In Tuesday’s budget — his first as minister of finance — Falcon also delivered an austere spending plan that places a hard three-year cap on many government ministries.
“It exacts a discipline on government that is, I think, proportional to the kind of international economic environment we find ourselves in,” said Falcon.
He said he has allowed some spending increases in areas such as health, education, justice and social development, but limited the growth in overall spending to about two per cent per year.
He took an especially hard line on the justice system, where he allowed an extra $237 million over three years, but set aside no money specifically for recommendations from a review being done into the system.
“I think it’s time we have to say the system needs to change and I respect the fact that there is judicial independence, but the judges cannot hide behind that shield and say we have no requirement to try to do things better,” Falcon said.
The Liberals also intend to extract $497 million from the Insurance Corp. of B.C.’s capital reserves over the next three years, dedicating the money to general program spending.
The government made a similar move in 2010, announcing at that time a plan to take $778 million over three years between 2010 and 2012. The capital reserves come from the optional side of ICBC’s business.
The budget comes as Falcon wrestles to eliminate what would have been a $706 million deficit in 2013-14 had the government done nothing.
It also comes as the province moves to transition from the harmonized sales tax back to the PST – a change that has helped push the deficit for the 2011-12 fiscal year to $2.5 billion from an initial projection of $925 million.
Falcon is now projecting a $154-million surplus for the 2013-14 fiscal year.

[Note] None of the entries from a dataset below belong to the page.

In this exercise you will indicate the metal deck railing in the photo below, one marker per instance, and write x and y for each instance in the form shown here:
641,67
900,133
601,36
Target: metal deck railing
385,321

In 2014-15, he is projecting a surplus of $250 million.
New Democratic Party finance critic Bruce Ralston called the budget’s targets “unrealistic” and set on a political timetable of two coming byelections and the 2013 election. “They offer nothing in the way of hope or opportunity for those young people who want to get training for the jobs of the future,” he said, pointing to reductions for advanced education.
One of the sharpest denunciations came from Mary Ellen Turpel-Lafond, B.C.’s representative for children and youth, who called the measures “callous” and a “U-turn from [Premier Christy Clark’s] families first agenda.”

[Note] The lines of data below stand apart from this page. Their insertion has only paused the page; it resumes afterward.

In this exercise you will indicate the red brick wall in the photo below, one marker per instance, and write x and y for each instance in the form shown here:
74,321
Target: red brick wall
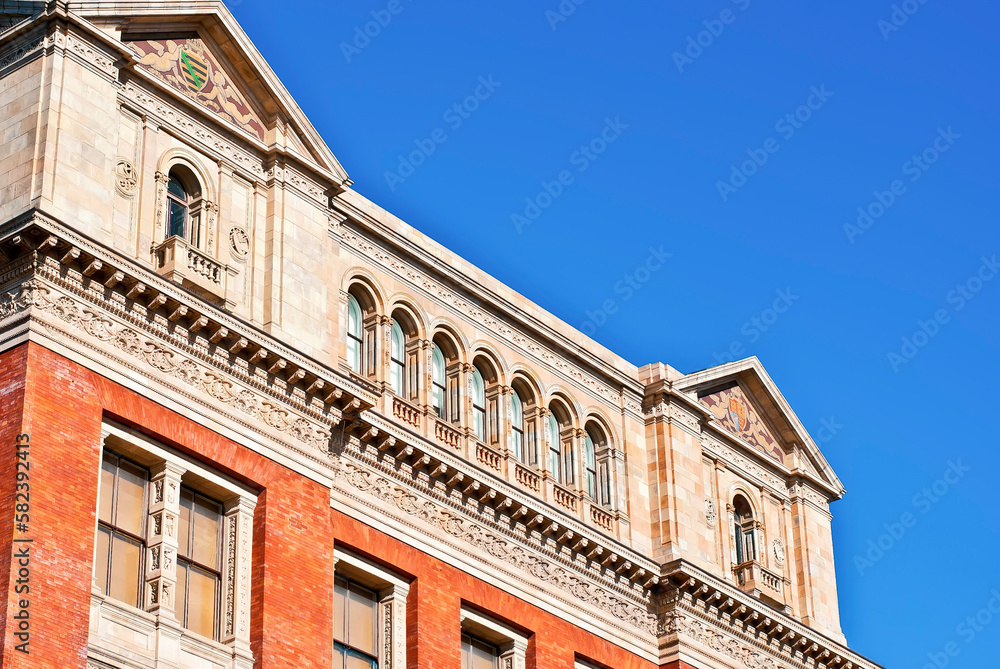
12,368
294,533
435,603
292,567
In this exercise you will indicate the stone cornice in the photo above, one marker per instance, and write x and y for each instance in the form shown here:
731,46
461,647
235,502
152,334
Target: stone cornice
76,293
726,620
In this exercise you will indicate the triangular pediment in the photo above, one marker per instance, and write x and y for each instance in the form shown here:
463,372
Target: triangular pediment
747,405
199,51
738,413
190,66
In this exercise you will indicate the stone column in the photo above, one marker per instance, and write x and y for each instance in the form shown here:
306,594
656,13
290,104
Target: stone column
161,538
160,594
392,627
513,653
237,547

“It’s fine to have a harsh economic strategy, but at least soften it out by some compassionate approach toward people who are suffering through a deep recession,” she said, adding she would like to have seen supports for vulnerable kids and families in areas like education and income assistance.
B.C. Teachers’ Federation president Susan Lambert called the budget “a fiscal failure of gargantuan proportions.”
She said her union has calculated it would cost about $137 million in the coming year just to keep the education system up with inflation.
“If you take the $30 million the finance minister has allowed for public education, that means a $100-million cut to public education next year,” she said, predicting bigger classes and school closures.
But John Winter of the B.C. Chamber of Commerce called the budget “very responsible” and the B.C. Business Council’s Jock Finlayson said: “It rests on very credible economic assumptions. It moves the province back into a balanced budget position, which is what we wanted to see.”
Phil Hochstein of the Independent Contractors and Businesses Association called the budget a “defining moment for the premier and the government.”
“She took the side of taxpayers and imposed a fiscal discipline on all government agencies and I think you’ve got to do that,” he said.
In other measures, the carbon tax will rise in July to 7.67 cents per litre from 6.39 cents and MSP premiums will increase by four per cent beginning in 2013, which Falcon said will cost a family of three or more about $60 per year.